Sunday, January 19, 2014

Mr. Gullible says "Think before you leap."

Think before you leap or link.

On this sunny day in Rancho Mirage California, I have a confession to make. Deep within my skeptical brain lives a fundamentally gullible person. I must be because I responded to the recent notorious Target email blast, sent to a reported 70 million consumers, that purported to offer me an opportunity to protect my credit by providing Target or an associated company with even more personal information about myself than they already have. What was I thinking?

My wife received the email. She is the retail shopper in our family. She sent the email to me because she was afraid to click on the link for fear it was a scam. She thinks before she links. I received the forwarded email and immediately clicked on the link and began filling out forms that asked for more personal information, which I gleefully provided, because I, in my naiveté, believed I was going to get a free credit report. I found out later you need to pay for the credit report, it is not free, but that was after I provided a history of where I lived and my social security number.

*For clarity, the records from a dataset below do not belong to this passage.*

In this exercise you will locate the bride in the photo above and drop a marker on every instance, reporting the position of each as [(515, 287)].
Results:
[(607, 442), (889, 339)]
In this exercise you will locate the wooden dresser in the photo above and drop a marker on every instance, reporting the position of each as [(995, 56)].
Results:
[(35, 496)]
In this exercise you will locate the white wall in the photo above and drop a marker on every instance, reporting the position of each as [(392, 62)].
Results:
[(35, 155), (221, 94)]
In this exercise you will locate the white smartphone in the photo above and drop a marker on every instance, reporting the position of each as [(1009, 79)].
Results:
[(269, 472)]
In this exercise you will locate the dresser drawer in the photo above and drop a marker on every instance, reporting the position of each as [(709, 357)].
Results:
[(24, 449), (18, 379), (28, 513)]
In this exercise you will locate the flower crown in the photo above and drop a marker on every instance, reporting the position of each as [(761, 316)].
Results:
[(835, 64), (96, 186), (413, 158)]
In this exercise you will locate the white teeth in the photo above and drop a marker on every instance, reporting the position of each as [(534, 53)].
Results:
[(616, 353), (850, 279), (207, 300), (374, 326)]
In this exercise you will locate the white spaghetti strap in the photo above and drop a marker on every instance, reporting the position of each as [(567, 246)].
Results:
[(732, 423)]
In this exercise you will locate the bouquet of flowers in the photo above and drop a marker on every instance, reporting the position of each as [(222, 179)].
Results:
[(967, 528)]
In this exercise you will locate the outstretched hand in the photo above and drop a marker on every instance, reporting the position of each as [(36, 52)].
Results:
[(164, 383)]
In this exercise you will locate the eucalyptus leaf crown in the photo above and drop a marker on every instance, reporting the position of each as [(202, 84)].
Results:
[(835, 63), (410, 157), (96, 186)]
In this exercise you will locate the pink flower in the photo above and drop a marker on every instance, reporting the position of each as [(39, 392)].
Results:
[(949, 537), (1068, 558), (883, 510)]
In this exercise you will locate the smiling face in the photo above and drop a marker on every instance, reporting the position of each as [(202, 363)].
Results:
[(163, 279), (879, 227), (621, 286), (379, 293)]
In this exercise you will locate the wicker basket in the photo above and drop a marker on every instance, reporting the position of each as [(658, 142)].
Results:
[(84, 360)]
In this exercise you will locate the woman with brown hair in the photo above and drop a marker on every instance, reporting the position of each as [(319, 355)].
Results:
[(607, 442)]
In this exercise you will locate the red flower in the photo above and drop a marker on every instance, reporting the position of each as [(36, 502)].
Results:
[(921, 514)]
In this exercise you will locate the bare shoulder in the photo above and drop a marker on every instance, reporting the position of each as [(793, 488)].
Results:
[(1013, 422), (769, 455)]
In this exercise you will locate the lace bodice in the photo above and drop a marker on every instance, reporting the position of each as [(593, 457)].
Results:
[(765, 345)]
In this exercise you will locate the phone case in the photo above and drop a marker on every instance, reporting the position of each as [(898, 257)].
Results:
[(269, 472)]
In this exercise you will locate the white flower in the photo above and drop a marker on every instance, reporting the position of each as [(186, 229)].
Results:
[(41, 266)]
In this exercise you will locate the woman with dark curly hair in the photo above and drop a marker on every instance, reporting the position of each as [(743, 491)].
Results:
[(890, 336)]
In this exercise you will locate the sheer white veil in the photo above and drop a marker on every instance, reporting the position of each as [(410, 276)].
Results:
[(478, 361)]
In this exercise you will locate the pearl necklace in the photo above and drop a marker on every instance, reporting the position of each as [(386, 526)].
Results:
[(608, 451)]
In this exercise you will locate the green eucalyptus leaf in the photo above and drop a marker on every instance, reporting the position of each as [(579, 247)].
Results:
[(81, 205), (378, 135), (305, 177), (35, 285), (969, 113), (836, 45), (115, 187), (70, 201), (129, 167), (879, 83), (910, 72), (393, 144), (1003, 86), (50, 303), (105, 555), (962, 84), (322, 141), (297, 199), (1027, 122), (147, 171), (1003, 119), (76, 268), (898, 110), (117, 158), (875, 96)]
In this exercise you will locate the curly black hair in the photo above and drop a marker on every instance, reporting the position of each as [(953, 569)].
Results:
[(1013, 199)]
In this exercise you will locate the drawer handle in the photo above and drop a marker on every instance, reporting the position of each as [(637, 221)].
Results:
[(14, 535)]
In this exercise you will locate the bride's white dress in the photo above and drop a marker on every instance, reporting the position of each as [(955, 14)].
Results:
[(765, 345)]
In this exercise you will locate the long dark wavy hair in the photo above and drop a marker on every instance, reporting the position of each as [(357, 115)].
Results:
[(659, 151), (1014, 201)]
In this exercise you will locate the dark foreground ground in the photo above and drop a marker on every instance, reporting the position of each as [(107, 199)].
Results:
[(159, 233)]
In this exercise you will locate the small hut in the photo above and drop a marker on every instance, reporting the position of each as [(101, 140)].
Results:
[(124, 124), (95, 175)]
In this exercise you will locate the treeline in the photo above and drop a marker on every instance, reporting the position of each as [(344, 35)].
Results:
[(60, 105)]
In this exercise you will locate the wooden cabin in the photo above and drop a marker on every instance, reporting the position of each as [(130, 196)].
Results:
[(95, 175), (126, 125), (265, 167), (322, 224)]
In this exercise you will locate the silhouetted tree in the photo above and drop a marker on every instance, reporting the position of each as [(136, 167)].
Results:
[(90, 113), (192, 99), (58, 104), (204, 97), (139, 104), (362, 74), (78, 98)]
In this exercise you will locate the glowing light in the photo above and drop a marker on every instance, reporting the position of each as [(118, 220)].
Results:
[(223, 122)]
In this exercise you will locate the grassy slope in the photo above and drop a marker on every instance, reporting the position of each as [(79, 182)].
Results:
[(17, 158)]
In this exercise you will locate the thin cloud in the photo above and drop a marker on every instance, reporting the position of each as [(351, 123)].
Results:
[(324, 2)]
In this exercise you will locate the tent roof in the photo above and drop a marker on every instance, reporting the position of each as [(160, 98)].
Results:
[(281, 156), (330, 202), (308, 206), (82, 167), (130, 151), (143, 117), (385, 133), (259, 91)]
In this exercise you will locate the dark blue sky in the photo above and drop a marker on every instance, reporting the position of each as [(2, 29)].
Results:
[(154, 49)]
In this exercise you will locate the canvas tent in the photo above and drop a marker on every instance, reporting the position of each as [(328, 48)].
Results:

Of course I regretted this misplaced nugget of trust. Even I know that "free" is code for "hey stupid, of course it is not free, any idiot knows that, but if we honestly told you how much it is actually going to cost, then you would not click on the link."

As a result, I was not surprised to wake up this morning and read several news editorials that many smarter, less gullible, consumers than me, were afraid to click on the email link that Target provided. How stupid can I be to provide additional personal information to a company that failed to provide protection for my previous personal information. Invade me once, my mistake. Invade me twice, my bigger mistake.

Target is proving that the old adage that "all press is good press" is an ad-man myth. With the recent email blast, Target is digging the trust hole deeper, rather than climbing out.There is a lesson down there for all of us. You know what it is.

Webtalkwithbob@gmail.com

1 comment:

  1. The companies who print/stamp/produce new credit/debit cards are loving the various retail hacks. :-) Could be 50+ million new cards printed.